In the two decades since the dictator Muhammad Siyad Barre ignominiously fled Mogadishu in January 1991, leaving behind a capital in ruins and in the throes of uncontrolled street violence, Somalia has been the prime example of what political scientist Robert Rotberg has termed the “collapsed state,” a “rare and extreme version of the failed state” and “a mere geographical expression, a black hole into which a failed polity has fallen.”[3] Somalia has stubbornly resisted no fewer than fourteen attempts to reconstitute a central government. The fifteenth such undertaking, the current internationally-backed, but chronically weak, “Transitional Federal Government” (TFG) just barely manages to hold on to a few districts in the capital—and that much only thanks to the presence of the 8,000 Ugandan and Burundian troops who make up the African Union Mission in Somalia (AMISOM). In contrast, anti-TFG insurgents spearheaded by the Harakat al-Shabaab al-Mujahideen(“Movement of Warrior Youth,” al-Shabaab)—a militant Islamist movement which is considered a “terrorist organization” by the governments of the United States, Australia, the United Kingdom, and Canada, among others[4] —effectively control wide swathes of Somali territory and operate more or less freely even in areas where they have not thus far been able to impose their rule.
Realities on the ground, however, are much more complex than this binary vision of weak government versus strong insurgency would suggest. While the often overwrought designation of “failed state” is a more-than-fair characterization of Somalia’s national politics, it does not do justice to the phenomena witnessed elsewhere in the Somali lands, away from the war-torn capital of Mogadishu, where alternative centers of power and stability have, however haltingly, emerged.[5] They offer not only a distinctively local solution to the crisis—including the conditions which favored the rise of piracy and extremism—but also challenge conventional notions of “state” and “non-state.” In fact, the collapse of the Somali state and the emergence of new social networks and nascent polities amidst the ruins requires the international community, if it is at all serious about dealing with the criminal and terrorist threats in the Horn of Africa, to wrestle with questions about what sovereignty means in the twenty-first century and what qualifies as a state.
The Somali Context
Somali identity is traditionally rooted in paternal descent meticulously memorialized in genealogies which determine each individual’s exact place in society. At the apices of this structure are the “clan-families” with their quasi-mythic lineages hearkening back to the family of the Prophet Muhammad.[6] According to the most generally accepted division, the following are the major clan-families: Darod, Dir, Hawiye, Isaq, Digil, and Rahanweyn. The first four, historically predominantly nomadic pastoralists, are reckoned to be “noble” clans, while the Digil and Rahanweyn, also known collectively as Digil Mirifle, who were cultivators and agro-pastoralists that speak a distinct dialect, occupy a second tier in Somali society. A third tier also exists in the Somali social hierarchy and consists of ethnic minorities and those who carried out tasks such as metalworking and tanning, which, in the eyes of the nomadic “noble clans,” rendered them ritually unclean.[7]

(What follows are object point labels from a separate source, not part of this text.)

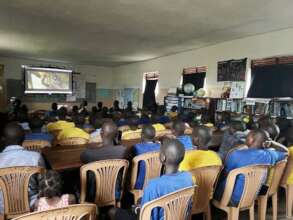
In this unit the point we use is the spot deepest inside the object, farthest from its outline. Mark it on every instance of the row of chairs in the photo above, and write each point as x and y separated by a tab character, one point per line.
14	184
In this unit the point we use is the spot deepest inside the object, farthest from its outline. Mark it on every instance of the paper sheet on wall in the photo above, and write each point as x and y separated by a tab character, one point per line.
237	90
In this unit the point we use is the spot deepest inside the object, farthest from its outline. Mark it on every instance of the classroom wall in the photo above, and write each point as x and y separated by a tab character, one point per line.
170	67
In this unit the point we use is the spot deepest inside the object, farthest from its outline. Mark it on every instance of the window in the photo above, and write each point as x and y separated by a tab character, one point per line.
271	77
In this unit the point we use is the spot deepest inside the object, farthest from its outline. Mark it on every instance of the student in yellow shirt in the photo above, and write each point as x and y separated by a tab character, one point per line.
75	132
61	124
202	157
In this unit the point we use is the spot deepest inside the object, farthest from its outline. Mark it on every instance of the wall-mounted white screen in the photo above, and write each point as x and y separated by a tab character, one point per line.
40	80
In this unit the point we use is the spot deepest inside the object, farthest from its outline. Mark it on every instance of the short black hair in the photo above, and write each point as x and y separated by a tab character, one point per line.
203	133
173	150
36	123
148	132
179	127
13	134
50	184
272	129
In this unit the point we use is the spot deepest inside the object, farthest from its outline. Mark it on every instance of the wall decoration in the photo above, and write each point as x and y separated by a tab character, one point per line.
232	70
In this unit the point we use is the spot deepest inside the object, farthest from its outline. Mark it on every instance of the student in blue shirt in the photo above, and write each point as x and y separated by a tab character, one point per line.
258	152
178	129
171	154
36	125
147	144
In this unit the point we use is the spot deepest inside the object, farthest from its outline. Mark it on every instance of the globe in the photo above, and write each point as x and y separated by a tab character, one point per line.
188	88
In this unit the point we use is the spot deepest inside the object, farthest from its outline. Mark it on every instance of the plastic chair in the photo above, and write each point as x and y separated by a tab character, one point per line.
106	174
254	176
72	212
205	179
14	183
72	141
288	186
153	167
272	191
175	205
35	145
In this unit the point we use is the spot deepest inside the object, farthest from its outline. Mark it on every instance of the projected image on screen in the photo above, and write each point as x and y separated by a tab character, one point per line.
48	81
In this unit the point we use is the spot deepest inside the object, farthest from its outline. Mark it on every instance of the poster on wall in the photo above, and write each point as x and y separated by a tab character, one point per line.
232	70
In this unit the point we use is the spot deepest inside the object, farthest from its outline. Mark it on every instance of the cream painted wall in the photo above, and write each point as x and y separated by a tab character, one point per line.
170	67
101	75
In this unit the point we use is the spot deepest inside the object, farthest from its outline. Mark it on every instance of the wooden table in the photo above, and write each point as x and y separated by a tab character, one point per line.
64	157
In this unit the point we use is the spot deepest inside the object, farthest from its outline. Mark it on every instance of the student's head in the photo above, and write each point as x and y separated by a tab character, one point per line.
133	123
272	129
201	136
109	131
22	116
256	138
36	124
50	185
236	126
54	106
289	137
178	128
62	112
174	108
97	123
148	133
79	120
116	104
171	152
84	103
100	105
13	134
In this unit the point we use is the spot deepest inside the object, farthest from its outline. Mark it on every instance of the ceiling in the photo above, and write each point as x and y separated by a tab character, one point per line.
117	32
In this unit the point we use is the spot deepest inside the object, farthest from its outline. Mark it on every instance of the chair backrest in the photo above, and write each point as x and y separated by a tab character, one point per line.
288	170
153	167
72	141
14	183
278	171
241	147
205	179
254	176
72	212
106	174
35	145
176	205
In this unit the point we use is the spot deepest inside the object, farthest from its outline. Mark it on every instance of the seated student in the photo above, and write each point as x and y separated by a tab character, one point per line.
96	134
178	129
257	153
107	150
61	123
15	155
147	144
53	112
36	125
202	157
171	155
75	132
50	193
134	131
22	118
234	136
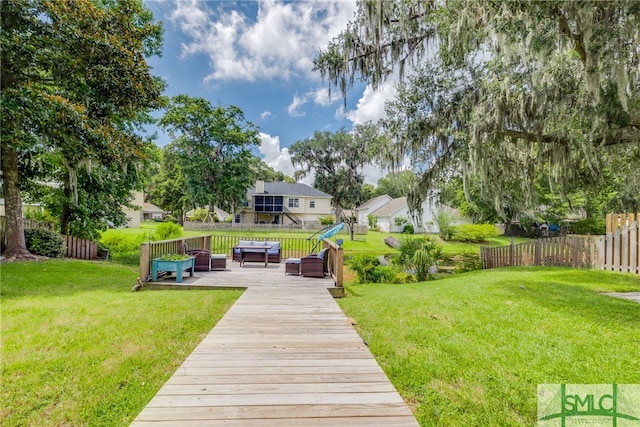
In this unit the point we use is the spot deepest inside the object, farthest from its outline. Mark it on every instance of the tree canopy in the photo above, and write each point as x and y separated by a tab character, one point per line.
503	92
75	83
336	160
213	147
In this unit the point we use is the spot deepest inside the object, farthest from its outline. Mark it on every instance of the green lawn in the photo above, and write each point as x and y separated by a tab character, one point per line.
471	349
79	348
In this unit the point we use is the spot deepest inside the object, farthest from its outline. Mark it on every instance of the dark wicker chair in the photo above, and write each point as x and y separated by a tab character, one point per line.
203	259
314	265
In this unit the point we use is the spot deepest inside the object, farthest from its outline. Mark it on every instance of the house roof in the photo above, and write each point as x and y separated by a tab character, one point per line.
150	207
391	207
372	202
289	189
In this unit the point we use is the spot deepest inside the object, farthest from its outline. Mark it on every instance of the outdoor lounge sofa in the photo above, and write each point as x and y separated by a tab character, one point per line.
202	259
250	255
314	265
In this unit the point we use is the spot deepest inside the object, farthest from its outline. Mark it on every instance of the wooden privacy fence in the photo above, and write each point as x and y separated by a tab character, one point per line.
619	249
566	251
151	250
617	221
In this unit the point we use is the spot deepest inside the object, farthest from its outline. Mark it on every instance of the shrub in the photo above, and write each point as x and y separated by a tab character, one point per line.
445	224
468	262
403	277
383	274
363	265
167	230
327	220
419	255
39	215
474	232
408	229
45	243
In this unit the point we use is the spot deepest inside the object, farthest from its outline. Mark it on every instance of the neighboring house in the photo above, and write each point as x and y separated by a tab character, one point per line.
134	216
25	206
370	206
397	208
223	216
151	212
283	203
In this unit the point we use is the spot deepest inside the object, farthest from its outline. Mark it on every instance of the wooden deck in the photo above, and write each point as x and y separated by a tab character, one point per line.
283	355
251	275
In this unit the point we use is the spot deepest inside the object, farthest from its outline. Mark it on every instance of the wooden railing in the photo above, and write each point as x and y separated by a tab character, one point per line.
336	261
151	250
81	248
566	251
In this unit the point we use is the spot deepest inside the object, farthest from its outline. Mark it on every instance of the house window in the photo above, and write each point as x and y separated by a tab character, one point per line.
267	203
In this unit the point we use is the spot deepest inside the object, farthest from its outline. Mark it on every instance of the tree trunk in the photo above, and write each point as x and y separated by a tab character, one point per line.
65	216
16	245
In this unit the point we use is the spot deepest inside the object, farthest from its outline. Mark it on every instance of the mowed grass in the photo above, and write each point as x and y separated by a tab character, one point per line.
470	350
79	348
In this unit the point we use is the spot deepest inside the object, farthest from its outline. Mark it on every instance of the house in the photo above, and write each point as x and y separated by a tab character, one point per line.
393	215
283	203
26	206
134	215
222	216
370	206
151	212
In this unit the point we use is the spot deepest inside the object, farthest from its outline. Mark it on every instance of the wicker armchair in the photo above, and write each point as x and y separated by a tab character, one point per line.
314	265
203	259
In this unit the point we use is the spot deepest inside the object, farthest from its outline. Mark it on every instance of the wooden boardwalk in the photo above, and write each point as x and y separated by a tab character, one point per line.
281	356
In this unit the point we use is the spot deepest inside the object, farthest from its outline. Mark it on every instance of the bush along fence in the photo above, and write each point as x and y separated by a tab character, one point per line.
567	251
618	250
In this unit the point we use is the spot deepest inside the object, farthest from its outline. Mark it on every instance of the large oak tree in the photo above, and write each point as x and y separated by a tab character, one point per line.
74	83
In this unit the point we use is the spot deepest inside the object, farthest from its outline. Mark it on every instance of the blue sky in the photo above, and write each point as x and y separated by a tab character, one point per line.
258	56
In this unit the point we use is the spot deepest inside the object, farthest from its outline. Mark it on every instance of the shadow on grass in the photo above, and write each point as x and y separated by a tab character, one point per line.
53	278
585	303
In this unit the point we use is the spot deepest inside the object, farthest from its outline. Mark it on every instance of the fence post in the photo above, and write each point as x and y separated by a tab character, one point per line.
511	252
537	256
144	261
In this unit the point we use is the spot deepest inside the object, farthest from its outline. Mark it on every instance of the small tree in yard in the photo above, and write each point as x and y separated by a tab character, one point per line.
419	255
445	224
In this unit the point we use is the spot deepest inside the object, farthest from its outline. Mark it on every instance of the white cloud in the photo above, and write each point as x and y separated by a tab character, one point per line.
298	101
280	42
274	156
370	106
279	158
321	96
265	115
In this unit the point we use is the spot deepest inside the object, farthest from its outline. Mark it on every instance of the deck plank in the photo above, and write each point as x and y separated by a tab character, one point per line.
281	356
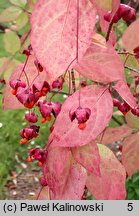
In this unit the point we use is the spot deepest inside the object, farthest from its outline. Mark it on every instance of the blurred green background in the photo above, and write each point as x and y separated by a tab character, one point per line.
14	31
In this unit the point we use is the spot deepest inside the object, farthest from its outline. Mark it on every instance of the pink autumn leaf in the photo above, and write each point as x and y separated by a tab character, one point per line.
43	194
111	135
66	132
132	120
88	156
123	90
66	178
54	30
130	153
131	36
111	184
10	101
101	64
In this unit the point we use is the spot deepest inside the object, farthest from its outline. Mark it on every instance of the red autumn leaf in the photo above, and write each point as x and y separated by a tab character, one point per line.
88	157
101	64
123	90
111	135
132	120
111	184
131	36
99	101
43	194
54	30
10	101
130	153
103	6
67	180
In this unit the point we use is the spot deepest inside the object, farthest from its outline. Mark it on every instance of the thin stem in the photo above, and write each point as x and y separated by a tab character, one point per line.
73	80
132	69
61	92
23	71
117	121
39	193
109	31
77	36
69	83
125	52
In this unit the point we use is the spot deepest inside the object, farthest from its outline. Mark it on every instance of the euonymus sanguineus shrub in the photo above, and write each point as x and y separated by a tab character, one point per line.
66	50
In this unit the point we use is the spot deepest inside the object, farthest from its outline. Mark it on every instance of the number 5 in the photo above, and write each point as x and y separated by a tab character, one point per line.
130	207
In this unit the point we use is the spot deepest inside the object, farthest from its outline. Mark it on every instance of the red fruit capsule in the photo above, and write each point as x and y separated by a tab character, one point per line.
29	159
40	164
23	141
43	181
116	102
82	126
43	120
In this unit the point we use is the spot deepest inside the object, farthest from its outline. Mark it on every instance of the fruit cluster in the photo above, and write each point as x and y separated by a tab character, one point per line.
125	12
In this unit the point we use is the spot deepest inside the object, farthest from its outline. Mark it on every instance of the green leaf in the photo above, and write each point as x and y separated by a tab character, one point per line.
10	14
137	191
21	21
11	41
135	177
20	3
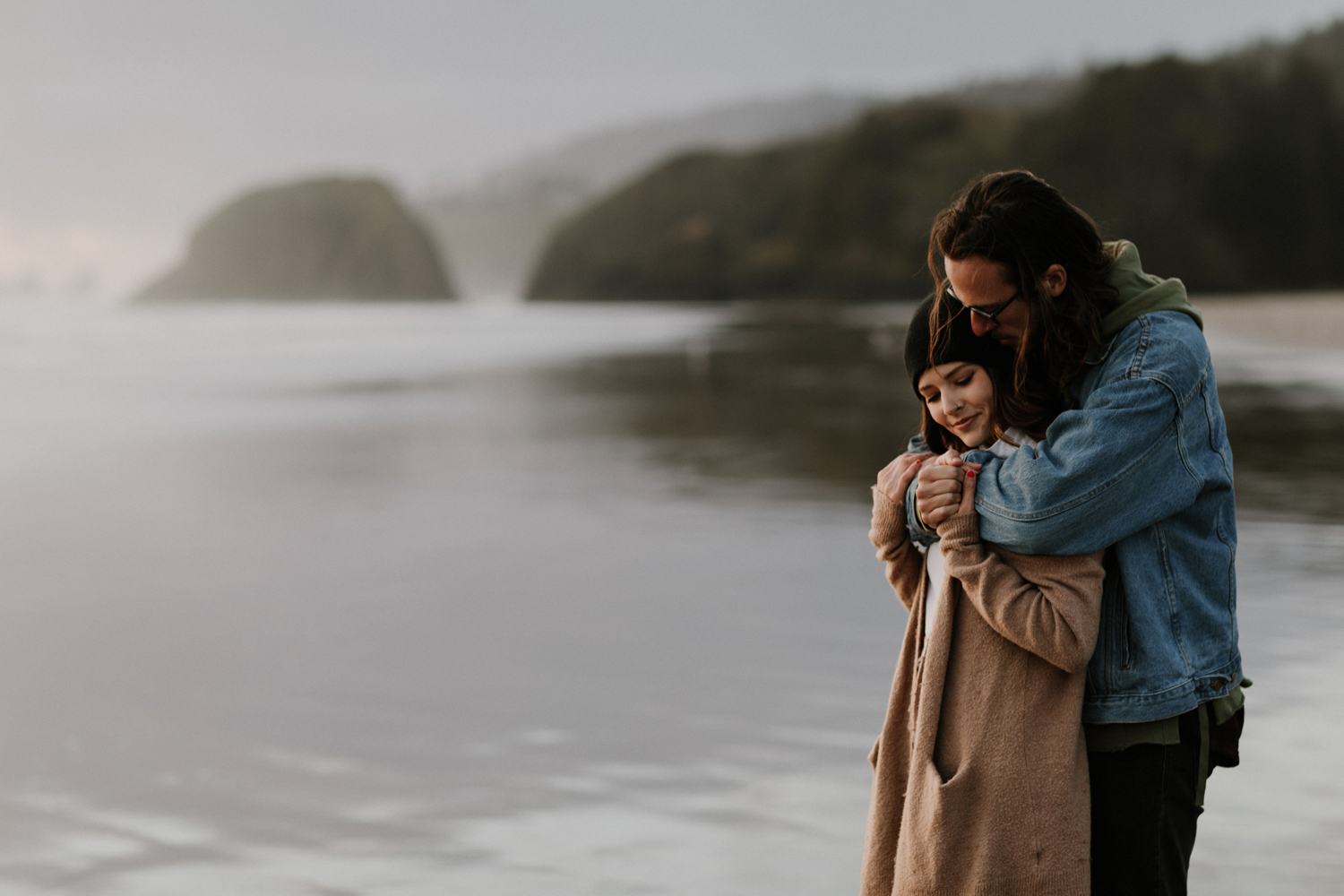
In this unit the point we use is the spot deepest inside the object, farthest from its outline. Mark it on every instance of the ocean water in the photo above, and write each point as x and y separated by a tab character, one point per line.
569	599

In modern times, the advent of instantaneous mass communications has, ironically, rendered these traditional divisions an even more significant factor in Somali national politics as it has enabled both geographically separated members of the same groups, including those in the far-flung diaspora, to interact with each other and organize themselves to pursue common political objectives. This is a result of the underlying power structures within Somali society. The unity of the larger group as well as the clans and sub-clans into which these relationships are divided is founded not only on shared ancestry, but also a formal political contract, known as xeer, between its members. British anthropologist I.M. Lewis, arguably the foremost living authority on Somali history and culture, has observed that “the vital importance of this grouping, in an environment in which the pressure of population on sparse environmental resources are acute, and where fighting over access to water and pasture is common, can hardly be overemphasized” since it is upon his sub-group, and “potentially on wider circles of clansmen within his clan-family, that the individual ultimately depends for the security of his person and property.”[8]
Thus, despite the efforts of the Siyad Barre regime to impose “Scientific Socialism” with the professed goal of uniting the nation by eliminating its ancient clan-based political culture (although even he eventually fell into a pattern of relying primarily upon his own clan and those of his mother and his son-in-law), after the dictator’s fall and the successive failure of three international military interventions—the United Nations Operation in Somalia I (UNOSOM I, April–December 1992), the United States-led Unified Task Force (UNITAF, December 1992–May 1993), and United Nations Operation in Somalia II (UNOSOM II, March 1993–March 1995)[9]—central and southern Somalia returned to the age-old pattern of armed clan factions. Mobilized by powerful figures and sustained by the spoils of conflict, the clan factions vied with each other for control of territory and the remaining economic assets found amid the ruins of the collapsed state, including bananas for export.[10]
At the same time, in the absence of anything resembling a functioning state and amid the multiplying divisions of a society returning to segmentary solidarity as the basis for organization, Islam came to be seen by some Somalis as an alternative to both the traditional clan-based identities and the newly emergent criminal syndicates led by so-called “warlords.”[11] Islamic religious leaders have helped organize security and other services, and businessmen in particular were supportive of the establishment of shari’a-based courts throughout the south in the 1990s which offered a pan-Islamist identity as an alternative to other possible legitimizing principles for political organization among the Somali.[12]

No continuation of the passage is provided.